Welcome to the first of many posts about Palo Alto Firewalls. This post will go over using a physical Palo Alto Firewall.
The model I will be using is a PA-200 with a PAN-OS of 8. As long as you use the same OS the screenshots should look identical. Older versions of PAN-OS should be similar or the same.
- Management Plane – Is essentially tied to the Management Port. It will have it’s own IP address, DNS and Default Gateway. In order to update your firewall, you will need to make sure the Management Plane/Port is set up correctly. This post will go over these tasks
- Data Plan – The data plane is the area in which the data flows. Typically the External Port will have a default gateway as well. This post will not cover this.
I will be creating a LAB setup that will be a subset of an existing network. The purpose of this setup is to allow you to play and work with a Palo Alto firewall from the comforts of a working network.
The first thing you need to know when setting up a Palo Alto is that the device’s management port is set to the IP address of 192.168.1.1.

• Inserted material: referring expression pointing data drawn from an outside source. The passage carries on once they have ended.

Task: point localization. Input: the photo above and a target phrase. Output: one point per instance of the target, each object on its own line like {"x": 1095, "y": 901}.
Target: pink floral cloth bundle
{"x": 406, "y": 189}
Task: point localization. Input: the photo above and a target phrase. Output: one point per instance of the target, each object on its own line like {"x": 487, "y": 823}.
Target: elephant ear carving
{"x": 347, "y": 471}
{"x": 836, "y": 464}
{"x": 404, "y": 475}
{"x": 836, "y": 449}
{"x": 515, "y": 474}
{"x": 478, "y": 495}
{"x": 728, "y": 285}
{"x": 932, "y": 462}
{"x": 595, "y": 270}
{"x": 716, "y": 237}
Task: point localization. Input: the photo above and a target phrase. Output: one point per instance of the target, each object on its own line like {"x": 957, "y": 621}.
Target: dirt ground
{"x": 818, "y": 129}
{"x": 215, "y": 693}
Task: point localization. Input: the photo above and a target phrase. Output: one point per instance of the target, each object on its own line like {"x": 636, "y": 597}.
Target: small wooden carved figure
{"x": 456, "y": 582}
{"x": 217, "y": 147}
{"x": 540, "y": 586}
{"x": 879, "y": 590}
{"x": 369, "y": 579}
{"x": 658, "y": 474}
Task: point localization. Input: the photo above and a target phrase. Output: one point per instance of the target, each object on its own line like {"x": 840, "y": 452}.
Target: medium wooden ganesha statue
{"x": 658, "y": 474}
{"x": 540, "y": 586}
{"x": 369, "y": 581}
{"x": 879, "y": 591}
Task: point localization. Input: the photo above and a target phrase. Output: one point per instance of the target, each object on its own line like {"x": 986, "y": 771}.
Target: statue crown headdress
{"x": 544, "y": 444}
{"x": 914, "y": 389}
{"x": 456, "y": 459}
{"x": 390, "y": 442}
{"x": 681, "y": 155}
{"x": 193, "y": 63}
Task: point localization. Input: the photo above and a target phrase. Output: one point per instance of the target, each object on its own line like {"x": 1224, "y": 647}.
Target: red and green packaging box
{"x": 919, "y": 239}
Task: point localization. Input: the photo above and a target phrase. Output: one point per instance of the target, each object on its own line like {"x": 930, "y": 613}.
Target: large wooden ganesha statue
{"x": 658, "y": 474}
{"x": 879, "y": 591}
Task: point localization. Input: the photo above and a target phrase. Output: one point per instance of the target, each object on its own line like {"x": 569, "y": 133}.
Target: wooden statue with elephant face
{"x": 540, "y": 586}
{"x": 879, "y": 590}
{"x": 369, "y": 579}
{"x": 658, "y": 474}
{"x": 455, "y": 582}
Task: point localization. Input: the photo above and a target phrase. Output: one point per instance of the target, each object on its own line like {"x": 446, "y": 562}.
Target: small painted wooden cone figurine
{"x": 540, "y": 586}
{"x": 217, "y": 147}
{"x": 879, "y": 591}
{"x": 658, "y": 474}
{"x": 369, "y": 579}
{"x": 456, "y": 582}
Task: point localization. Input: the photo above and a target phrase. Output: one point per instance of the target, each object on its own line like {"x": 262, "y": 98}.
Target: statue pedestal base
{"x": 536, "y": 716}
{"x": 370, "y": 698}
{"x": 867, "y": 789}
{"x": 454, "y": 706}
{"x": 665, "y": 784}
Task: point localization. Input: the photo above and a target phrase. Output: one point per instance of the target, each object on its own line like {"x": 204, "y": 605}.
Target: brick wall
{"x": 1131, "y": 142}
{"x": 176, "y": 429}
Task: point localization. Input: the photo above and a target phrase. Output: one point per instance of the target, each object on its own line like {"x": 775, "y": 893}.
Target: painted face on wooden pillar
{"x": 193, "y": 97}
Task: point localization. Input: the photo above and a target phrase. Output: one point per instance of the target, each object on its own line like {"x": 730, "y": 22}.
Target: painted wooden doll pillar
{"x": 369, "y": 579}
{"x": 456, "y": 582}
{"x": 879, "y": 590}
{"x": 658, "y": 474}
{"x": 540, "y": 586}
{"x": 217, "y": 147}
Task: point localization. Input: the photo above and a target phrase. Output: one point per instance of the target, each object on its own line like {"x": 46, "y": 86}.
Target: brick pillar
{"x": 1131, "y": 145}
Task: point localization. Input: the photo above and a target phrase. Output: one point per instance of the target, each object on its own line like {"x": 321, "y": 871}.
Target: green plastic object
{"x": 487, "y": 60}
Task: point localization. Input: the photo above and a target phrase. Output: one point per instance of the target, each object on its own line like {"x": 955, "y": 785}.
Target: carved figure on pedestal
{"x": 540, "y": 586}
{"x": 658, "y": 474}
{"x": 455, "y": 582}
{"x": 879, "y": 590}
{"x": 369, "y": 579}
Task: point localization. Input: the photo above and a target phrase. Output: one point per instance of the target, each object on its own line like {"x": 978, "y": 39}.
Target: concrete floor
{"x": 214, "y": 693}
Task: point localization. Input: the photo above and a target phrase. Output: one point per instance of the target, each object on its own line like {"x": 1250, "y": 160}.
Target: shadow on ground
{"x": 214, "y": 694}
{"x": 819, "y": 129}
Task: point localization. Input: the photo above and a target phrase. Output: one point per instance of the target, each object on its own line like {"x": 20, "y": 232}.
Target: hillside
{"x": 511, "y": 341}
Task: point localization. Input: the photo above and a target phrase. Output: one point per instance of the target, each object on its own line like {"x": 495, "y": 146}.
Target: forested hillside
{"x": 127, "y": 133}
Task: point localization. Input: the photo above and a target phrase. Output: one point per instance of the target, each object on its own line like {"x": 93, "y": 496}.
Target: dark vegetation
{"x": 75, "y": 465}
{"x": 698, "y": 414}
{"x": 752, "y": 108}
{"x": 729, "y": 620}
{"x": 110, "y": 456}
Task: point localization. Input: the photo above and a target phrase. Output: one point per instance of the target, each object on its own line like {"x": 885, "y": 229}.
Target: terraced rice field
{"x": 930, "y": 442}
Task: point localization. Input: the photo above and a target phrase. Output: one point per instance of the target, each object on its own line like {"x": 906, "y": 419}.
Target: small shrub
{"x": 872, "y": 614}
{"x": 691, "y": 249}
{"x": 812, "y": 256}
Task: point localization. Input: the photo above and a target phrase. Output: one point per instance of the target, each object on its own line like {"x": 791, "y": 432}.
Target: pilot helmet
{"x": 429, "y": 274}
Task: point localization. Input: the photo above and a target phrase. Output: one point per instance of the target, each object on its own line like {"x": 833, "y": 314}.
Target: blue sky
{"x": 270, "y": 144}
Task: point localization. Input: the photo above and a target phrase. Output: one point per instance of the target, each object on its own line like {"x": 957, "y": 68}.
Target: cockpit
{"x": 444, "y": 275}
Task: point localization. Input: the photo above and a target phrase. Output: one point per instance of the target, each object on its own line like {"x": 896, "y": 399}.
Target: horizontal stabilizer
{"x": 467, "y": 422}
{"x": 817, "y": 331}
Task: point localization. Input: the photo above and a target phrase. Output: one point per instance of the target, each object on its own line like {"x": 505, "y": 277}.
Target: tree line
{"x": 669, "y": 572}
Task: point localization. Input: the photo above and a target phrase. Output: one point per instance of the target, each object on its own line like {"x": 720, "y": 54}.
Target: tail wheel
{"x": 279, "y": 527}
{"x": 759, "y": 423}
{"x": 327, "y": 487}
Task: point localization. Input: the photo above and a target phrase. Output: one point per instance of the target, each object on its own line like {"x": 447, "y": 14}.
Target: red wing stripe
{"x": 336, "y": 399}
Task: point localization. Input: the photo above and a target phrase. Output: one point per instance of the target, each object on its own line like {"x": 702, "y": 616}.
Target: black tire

If you plan to plug this port into your existing network and your IP range is also in 192.168.1.1 you will need to change this IP address by plugging a computer directly into the Managment port rather then plugging the management port into your existing network infrastructure.
My network is not part of the 192.168.1.X network so I will plug my Palo Alto management port into a switch and make sure that the Palo Alto device and Computer are on the same VLAN/Physical Network.
I will change my IP address from it’s 192.168.101.x network address to 192.168.1.2 /24. Doing this will allow my machine to talk with the Palo Alto firewall.
- Open your favorite browser (I find Chrom works the best) and go to https://192.168.1.1
You will be greeted with a warning that you are using a private cert instead of cert from a certificate authority. Tell your browser it is ok.
You will see the login page for the Palo Alto firewall. The default username and password is:
- user: admin
- pass: admin
When you have entered the login credentials click “Log In“.
You will see a warning that you haven’t changed the default password yet. Click “OK”
Click the Device Tab
To change things like
- Time Zone
Click Setup – Management TAB and then the General Settings Cog icon.
A window will pop open and you can enter the information. Here is an example of what I entered into the Palo Alto Device. When done click “OK”.
Please note that this setting and the rest of the settings we change will not be applied on the Palo Alto Firewall until I have hit commit!
Next we will update the DNS servers that the Management Plane. To do so stay in the setup section and click the Service TAB – then click the Services Cog
Enter your preferred DNS servers. Typically you would enter your Active Directory DNS servers. Today I chose to use the Google DNS server. Click OK
The next things we will change is the IP address of the Management Port. To do this stay in the setup section. Click the Interfaces TAB – Click Managment Interface.
As we have seen the default IP address is 192.168.1.1. We can specify the IP Address to be DHCP (only newer versions of PAN OS allow for this!) or a static IP address. Here is how I setup my device:
The next thing we will need to do is change the default password of your Palo Alto Firewall. To do this click on:
- Device TAB – Click Administrators Section – then click on admin
Change the password to your liking:
Now that we have finished the basic setup of the Palo Alto Firewall we will now need to commit our settings.
PLEASE NOTE – Since we are changing the IP address from 192.168.1.X network to the 192.168.101.x Network the progress bar will never reach 100%. The reason for this is the browser won’t be able to update progress bar to 100%. This “issue” is pretty typical on network devices that are being configured via it’s web managment. If you were using the command console it would complete as expected.
In my instance, the device got to 98%. Click Close.
You can now switch your computer’s IP address back to its normal network and you should be able to talk to the Palo Alto on the new IP address!
When you log in it is good to verify that the settings you have entered were applied. Notice right away you can tell the device was named propperly and that we are now logging in from the new network in the logs.
The last thing we should do is check our ability to SSH into our device and test connectivity using Ping and trace Route.
Open your favorite SSH client I use PuTTy. Enter the settings into the client. Here is mine:
accept thew SSH Key:
Log into the box using your username and password you enter into the Web Interface.
The first thing we want to do is ping google.com. The command to do this is:
ping host google.com
You should see that the name is resolved using DNS and that the box should be able to ping the server:
Another good test is a Trace Route. I blurred out my information.
I really hope you find this post informative and concise!